Secondo Giuseppe Poggi, il comportamento dell’ex fidanzato di Chiara è stato ambiguo fin dall’inizio: «Fino al suo arresto andavamo insieme al cimitero. Mi aspettavo sempre che dicesse: “Mi stanno indagando, ma non ho ucciso Chiara”. Invece non lo diceva mai. Era strano».

E rincara la dose: «Oggi si parla di Sempio per tre telefonate di pochi secondi, ma Stasi fece chiamate per ore mentre Chiara non rispondeva, senza andare a vedere. E della bicicletta nera? Di questo l’avvocato De Rensis non vuole parlare in tv».

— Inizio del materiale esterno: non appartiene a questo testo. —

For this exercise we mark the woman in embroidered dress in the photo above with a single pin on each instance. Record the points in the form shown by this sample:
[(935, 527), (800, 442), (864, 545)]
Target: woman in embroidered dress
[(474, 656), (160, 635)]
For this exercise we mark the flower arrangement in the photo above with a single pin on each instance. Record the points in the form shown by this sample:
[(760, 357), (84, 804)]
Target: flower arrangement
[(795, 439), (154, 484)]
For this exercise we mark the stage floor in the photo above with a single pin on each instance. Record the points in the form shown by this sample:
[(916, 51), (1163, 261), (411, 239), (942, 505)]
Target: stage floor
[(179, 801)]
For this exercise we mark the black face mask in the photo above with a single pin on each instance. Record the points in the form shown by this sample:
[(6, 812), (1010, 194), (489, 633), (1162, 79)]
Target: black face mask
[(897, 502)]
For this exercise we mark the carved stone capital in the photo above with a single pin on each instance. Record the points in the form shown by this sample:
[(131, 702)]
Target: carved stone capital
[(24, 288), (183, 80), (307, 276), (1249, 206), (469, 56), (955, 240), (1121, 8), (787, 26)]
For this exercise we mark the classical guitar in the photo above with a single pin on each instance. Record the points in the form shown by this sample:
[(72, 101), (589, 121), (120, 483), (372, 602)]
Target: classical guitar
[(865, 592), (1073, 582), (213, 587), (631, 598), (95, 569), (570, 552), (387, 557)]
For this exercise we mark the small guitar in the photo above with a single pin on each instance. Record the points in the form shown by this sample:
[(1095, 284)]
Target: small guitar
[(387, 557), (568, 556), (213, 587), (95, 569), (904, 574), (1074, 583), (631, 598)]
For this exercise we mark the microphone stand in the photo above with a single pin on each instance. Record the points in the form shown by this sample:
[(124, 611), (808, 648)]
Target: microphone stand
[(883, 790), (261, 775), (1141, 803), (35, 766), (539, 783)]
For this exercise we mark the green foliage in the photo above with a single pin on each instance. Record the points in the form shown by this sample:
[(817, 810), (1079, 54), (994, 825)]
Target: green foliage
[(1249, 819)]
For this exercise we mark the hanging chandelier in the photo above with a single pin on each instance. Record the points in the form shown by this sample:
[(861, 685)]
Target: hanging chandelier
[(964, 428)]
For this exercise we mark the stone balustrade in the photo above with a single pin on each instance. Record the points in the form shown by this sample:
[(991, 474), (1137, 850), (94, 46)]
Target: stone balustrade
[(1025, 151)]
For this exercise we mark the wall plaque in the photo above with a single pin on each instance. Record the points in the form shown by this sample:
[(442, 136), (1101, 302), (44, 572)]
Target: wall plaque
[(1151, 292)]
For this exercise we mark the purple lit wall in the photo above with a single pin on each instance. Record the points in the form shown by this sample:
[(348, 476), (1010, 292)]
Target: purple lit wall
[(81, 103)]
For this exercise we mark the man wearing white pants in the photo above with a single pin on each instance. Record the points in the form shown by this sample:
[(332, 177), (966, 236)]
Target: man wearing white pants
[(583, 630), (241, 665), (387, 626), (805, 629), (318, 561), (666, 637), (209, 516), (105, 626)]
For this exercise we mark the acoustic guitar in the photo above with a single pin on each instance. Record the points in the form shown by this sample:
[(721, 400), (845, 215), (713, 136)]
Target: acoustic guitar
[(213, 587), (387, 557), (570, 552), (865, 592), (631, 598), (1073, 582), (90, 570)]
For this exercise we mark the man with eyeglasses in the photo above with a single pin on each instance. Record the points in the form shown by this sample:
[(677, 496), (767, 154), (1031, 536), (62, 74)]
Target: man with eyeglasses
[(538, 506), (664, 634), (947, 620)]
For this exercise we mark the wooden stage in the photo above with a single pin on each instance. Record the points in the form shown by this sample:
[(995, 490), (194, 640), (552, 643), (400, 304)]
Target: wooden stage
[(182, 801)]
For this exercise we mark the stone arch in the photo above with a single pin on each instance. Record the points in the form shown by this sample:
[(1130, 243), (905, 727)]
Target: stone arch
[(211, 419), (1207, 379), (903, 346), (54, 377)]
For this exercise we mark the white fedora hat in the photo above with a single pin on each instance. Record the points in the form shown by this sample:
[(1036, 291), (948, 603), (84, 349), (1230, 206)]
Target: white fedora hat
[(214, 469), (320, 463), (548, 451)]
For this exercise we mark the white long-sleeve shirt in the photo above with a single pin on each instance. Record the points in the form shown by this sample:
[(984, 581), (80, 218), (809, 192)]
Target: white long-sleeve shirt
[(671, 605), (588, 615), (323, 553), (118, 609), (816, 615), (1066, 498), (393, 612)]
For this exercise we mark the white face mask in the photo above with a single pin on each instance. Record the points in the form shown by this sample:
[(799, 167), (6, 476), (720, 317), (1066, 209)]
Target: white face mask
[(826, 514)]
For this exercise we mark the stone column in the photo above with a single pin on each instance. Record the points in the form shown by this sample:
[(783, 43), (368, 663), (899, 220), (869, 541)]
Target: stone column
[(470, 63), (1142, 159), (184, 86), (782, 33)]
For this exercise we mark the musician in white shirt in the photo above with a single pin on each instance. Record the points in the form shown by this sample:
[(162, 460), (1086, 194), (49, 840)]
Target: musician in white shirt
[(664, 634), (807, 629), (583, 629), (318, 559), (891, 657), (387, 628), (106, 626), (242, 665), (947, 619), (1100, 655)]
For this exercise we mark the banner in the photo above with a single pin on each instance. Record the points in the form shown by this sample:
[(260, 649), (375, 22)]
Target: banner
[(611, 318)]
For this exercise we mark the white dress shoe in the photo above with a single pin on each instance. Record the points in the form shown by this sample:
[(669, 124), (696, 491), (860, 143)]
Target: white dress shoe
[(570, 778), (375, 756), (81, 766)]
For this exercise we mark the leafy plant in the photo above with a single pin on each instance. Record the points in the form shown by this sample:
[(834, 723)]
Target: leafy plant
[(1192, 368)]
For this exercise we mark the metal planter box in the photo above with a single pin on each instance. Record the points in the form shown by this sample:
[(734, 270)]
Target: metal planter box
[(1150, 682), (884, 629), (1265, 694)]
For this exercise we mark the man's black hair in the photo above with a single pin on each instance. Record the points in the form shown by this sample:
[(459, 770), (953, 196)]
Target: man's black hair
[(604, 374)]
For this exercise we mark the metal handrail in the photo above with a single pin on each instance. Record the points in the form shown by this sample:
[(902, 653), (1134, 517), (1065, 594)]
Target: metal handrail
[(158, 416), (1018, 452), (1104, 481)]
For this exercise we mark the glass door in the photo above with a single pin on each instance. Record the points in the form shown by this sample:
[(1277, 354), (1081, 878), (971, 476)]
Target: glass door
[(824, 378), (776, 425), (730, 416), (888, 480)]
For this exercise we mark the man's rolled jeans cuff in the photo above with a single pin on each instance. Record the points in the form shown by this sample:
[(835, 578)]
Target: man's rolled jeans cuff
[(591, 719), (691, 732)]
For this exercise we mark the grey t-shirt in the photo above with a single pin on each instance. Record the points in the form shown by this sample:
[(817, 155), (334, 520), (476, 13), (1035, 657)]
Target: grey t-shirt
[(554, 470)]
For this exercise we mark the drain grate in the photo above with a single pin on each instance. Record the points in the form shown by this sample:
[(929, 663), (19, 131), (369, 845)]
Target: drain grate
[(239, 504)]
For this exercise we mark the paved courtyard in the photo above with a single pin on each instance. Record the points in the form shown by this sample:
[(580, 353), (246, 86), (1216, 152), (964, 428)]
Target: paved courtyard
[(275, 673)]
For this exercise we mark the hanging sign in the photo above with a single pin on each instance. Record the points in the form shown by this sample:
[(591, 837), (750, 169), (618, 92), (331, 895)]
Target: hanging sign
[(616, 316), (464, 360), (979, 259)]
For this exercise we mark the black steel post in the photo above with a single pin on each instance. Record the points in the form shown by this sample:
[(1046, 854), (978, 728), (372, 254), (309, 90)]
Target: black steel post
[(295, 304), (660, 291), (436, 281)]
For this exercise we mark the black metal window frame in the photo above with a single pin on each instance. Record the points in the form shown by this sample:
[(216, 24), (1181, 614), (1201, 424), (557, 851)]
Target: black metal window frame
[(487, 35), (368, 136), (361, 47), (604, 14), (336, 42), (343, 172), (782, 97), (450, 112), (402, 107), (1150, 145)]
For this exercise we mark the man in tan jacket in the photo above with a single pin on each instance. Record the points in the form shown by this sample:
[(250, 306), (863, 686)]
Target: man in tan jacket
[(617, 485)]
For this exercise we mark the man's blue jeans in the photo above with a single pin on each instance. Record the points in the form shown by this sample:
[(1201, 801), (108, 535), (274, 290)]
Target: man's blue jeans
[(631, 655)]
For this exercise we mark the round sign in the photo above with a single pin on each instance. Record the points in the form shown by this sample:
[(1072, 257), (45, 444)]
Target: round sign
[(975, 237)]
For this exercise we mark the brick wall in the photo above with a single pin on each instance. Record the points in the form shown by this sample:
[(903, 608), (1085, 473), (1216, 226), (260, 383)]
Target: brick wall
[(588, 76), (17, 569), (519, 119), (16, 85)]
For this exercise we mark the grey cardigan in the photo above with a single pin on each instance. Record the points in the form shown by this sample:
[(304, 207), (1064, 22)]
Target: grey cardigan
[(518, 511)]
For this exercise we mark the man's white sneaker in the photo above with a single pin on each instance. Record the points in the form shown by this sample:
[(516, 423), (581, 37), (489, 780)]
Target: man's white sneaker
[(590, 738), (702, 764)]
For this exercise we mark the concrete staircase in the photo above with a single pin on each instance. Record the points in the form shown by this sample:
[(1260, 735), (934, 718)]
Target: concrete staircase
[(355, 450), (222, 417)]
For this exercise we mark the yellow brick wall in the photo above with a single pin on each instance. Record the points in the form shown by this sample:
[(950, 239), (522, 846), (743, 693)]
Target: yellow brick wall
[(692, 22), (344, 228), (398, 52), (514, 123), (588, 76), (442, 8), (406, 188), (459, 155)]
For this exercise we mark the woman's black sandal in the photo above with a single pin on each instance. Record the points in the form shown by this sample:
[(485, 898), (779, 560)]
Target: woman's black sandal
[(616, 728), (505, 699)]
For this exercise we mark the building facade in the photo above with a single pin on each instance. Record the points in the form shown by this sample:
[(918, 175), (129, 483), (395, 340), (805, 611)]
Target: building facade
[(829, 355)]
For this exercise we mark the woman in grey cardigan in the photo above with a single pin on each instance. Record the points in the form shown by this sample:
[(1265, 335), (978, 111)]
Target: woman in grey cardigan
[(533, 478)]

Ancora più dura la critica al clima mediatico: «A me gli innocentisti vanno bene, ma c’è modo e modo di sostenere l’innocenza di Stasi. Se per scagionare lui si screditano altre persone e si rovinano delle vite, cosa si sta facendo? Assolvi uno e ne condanni altri cinque. Ora parlano di cinque killer, ho perso il conto».

Il risarcimento

A chi sospetta che la famiglia Poggi tema la revisione della condanna per motivi economici, Giuseppe replica: «Non abbiamo chiesto tutto il risarcimento, solo una parte. Non volevamo rovinare i signori Stasi. Abbiamo ricevuto circa la metà, con cui abbiamo pagato legali e spese. Il resto è rateizzato, e probabilmente non lo vedremo mai. Se dovremo restituire tutto, lo faremo».

Infine, un appello: «Vorremmo un po’ di silenzio. Da marzo siamo stati catapultati in una situazione perfino peggiore di 18 anni fa. Spero che finisca presto, abbiamo diritto a vivere tranquilli».